Cedric John: Taking my field to mean academic geosciences, I think that there are two challenges impacting us. The first one is training: it is hard to recruit a PhD student or a postdoc who would have both sound geological understanding and good coding skills with a data science mindset. The second problem is simply availability of data. It is not always easy to obtain good quality data, and it is almost never the case that one can access labeled data.
Ashley Russell: There are three major challenges. 1. Getting the necessary funding to work on getting data into the right cloud-native structures with aligned metadata (which means new ways of metadata governance!). There is no inherent value in simply reengineering subsurface data, but it takes a ton of work thanks to the past 10 decades of subsurface data in formats not meant for anyone but oil and gas software and humans. We can of course use the data in a variety of cases with good value propositions, but it is a paradox for much of management why the investment to do the data work is so high. OSDU doesn’t build itself. 2. Understanding of the right cloud technology to engineer data. Traditionally IT has been someone you send a ticket to and they fix something on your computer. Now, we see IT and software development as its own scientific discipline but we have a lot of learning to do on how to use the cloud right alongside of us subsurface people. 3. Fear of automation/change and resulting dissociation/uninterest to learning or using analytics/AI or that analytics and AI is only for researchers. Combating misconceptions is perhaps a greater challenge than the technical ones!
Ali Karagul: Understanding different levels of complexity in data conditioning
Oleg Ovcharenko: Enabling the knowledge transfer between training and application domains is challenging. Some tasks, such as frequency bandwidth extrapolation by deep learning, assume rare or mostly unavailable real-world target low-frequency data. This limits supervised learning approaches to training on synthetic data which exists in the refined world of computer simulations. The challenge then converges to bridging the gap between training on synthetic data and application on field data. To enable this transfer one should either put effort into generation of very realistic synthetic by using available a priori knowledge, or to look towards domain adaptation. The former might be applied as a data pre-processing step or to be built into the training workflow and network architecture.

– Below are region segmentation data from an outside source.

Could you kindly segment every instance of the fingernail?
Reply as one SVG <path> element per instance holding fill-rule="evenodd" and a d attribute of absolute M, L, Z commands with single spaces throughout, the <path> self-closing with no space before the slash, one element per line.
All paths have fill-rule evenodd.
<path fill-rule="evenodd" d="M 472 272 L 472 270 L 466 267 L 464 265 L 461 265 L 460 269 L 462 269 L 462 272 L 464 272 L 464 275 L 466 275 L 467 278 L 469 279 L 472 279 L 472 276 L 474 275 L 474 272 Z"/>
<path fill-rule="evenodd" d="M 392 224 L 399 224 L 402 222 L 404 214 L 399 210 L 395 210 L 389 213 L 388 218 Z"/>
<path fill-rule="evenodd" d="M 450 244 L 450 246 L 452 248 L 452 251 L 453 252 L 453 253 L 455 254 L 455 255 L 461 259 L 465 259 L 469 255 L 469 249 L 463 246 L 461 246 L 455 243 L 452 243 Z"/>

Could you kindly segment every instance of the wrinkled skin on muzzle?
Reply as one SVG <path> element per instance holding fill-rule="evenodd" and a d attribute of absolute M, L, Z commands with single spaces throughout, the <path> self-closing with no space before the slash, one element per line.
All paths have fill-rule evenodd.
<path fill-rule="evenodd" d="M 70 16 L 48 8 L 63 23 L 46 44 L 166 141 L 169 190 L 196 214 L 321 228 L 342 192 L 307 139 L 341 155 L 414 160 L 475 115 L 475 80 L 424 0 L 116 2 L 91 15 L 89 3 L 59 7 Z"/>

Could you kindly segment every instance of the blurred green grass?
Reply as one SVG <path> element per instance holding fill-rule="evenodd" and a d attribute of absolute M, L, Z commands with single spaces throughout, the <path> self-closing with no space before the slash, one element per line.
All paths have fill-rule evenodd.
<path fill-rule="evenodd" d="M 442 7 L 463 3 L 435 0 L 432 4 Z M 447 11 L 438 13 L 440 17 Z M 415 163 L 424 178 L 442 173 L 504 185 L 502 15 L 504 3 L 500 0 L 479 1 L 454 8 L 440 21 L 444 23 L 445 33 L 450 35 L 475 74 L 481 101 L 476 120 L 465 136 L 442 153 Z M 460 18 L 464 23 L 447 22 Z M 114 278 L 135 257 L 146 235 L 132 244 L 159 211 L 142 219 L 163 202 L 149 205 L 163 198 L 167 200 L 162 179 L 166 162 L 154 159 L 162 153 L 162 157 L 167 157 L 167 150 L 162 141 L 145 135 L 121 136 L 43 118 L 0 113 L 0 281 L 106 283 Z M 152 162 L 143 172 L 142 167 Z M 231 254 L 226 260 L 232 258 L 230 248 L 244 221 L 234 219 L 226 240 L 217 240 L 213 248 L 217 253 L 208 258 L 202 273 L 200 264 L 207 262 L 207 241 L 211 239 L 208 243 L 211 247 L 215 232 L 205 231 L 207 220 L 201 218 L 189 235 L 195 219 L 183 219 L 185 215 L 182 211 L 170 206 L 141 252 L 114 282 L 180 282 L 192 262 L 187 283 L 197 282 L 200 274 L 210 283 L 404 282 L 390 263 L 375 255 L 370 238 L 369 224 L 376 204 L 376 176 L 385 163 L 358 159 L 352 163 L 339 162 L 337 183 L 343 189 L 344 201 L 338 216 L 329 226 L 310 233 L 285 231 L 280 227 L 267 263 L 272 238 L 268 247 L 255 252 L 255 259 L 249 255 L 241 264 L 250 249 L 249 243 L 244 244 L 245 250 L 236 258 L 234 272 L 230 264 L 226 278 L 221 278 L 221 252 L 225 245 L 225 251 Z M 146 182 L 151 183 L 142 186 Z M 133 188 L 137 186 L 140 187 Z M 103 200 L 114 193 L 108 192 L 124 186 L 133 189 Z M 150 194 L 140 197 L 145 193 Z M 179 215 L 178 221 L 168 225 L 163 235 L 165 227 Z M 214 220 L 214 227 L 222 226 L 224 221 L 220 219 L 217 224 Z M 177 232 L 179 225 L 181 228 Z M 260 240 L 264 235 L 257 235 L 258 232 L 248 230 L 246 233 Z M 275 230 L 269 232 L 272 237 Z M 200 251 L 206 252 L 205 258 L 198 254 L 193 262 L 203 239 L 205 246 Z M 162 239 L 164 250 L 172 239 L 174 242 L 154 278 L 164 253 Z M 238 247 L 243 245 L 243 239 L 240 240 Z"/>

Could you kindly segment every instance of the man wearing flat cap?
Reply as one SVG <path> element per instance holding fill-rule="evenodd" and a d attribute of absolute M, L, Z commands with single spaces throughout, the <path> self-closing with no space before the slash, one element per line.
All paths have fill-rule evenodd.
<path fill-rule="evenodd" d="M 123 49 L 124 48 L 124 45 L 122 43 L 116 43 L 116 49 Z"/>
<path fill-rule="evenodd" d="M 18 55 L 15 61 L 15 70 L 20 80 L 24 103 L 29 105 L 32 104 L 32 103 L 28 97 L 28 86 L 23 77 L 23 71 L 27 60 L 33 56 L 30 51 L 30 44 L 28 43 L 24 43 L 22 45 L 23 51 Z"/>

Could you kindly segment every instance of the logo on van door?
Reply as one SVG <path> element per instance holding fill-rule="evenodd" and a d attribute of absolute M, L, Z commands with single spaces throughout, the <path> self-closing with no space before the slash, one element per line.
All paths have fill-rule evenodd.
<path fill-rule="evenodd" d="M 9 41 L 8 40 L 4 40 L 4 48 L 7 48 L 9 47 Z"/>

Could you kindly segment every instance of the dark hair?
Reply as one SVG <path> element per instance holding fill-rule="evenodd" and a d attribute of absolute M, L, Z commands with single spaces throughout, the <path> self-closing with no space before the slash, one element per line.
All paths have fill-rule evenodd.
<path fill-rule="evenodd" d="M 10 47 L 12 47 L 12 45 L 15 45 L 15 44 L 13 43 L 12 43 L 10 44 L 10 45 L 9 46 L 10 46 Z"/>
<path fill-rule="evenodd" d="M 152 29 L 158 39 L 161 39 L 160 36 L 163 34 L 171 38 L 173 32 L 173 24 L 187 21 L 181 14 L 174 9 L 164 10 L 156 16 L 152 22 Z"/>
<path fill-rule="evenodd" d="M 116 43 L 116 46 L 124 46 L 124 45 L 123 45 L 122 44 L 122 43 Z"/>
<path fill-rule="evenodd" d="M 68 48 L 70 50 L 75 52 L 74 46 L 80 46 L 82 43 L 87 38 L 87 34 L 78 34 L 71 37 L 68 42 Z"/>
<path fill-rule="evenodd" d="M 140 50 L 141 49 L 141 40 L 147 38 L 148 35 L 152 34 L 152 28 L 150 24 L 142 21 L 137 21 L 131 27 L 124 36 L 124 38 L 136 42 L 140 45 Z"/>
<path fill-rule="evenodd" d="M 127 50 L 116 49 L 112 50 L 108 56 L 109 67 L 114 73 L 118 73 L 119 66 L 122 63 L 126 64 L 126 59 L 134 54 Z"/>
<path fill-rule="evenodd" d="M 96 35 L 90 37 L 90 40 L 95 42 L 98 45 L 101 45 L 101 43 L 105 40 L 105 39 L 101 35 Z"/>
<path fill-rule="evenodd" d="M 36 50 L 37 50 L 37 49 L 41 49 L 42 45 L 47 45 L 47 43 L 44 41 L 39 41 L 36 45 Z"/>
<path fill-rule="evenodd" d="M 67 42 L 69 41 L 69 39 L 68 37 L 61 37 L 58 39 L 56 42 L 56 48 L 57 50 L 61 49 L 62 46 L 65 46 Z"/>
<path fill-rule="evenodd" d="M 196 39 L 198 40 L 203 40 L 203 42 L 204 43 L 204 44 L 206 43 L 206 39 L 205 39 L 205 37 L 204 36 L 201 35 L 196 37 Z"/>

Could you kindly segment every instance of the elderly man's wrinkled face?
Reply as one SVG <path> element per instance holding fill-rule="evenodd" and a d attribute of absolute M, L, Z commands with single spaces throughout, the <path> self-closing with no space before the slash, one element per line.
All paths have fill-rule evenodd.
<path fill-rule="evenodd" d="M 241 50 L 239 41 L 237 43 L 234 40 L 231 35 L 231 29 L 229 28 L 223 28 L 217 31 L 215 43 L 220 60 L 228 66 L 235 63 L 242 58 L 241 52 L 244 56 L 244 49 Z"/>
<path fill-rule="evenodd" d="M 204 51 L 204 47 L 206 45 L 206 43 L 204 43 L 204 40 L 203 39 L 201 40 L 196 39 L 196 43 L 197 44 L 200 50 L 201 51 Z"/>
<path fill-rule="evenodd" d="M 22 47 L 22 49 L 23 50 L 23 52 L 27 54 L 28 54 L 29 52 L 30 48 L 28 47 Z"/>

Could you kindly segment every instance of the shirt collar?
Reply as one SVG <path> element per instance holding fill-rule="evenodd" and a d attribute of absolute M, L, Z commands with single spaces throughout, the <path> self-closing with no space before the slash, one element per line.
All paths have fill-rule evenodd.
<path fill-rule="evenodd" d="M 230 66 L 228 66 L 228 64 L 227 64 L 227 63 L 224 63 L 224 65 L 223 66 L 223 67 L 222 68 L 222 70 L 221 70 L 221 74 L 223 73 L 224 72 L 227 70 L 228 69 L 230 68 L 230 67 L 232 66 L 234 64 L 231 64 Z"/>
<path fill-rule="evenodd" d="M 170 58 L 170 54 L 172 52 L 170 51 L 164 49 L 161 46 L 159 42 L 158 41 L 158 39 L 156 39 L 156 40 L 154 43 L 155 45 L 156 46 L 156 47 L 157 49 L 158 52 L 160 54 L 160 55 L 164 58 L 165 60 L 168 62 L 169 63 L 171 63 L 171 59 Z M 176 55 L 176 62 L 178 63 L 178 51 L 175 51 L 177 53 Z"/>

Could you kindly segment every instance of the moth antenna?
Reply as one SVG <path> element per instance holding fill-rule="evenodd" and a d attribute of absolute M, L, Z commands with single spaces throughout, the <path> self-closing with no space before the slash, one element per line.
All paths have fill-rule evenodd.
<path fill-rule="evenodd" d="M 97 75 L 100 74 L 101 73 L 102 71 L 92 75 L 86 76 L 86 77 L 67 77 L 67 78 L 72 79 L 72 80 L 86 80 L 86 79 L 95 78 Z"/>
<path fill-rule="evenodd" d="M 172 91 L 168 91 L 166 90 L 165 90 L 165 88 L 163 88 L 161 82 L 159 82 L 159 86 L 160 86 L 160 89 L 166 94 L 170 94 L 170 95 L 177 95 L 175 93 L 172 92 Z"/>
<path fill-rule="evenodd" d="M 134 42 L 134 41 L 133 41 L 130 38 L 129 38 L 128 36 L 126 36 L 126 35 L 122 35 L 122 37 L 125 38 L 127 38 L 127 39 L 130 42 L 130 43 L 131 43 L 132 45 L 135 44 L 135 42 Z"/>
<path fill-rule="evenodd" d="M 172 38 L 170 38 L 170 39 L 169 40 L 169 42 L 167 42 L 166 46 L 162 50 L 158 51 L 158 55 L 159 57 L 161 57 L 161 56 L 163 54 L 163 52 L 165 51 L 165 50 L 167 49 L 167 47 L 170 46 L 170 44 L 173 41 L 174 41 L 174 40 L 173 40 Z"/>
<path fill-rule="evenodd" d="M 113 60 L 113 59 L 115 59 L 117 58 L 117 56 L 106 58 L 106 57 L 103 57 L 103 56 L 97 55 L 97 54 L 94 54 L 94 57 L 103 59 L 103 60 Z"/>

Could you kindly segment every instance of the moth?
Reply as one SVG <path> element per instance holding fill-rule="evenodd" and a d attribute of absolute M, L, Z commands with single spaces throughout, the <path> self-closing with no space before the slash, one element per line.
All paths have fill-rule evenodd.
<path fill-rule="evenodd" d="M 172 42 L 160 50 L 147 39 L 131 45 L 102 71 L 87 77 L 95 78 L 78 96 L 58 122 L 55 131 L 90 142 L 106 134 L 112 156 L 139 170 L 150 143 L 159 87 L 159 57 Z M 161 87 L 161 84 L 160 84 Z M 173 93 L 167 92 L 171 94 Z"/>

Ruslan Miftakhov: I am talking from the perspective of a person who develops AI solutions and tries to get them adopted by professionals in their workflows. The most prominent questions/problems arise from exaggerated expectations and mixed feelings about the black-box (or, better say, data-driven) nature. The black box doesn’t mean a wrong solution; it should mean that we need to experiment and find other ways to establish its validity. Otherwise, we will reject any development from this field that would hinder innovation and growth. Moreover, some professionals don’t fully understand what AI can/cannot do. Proper education, in this case, is the key.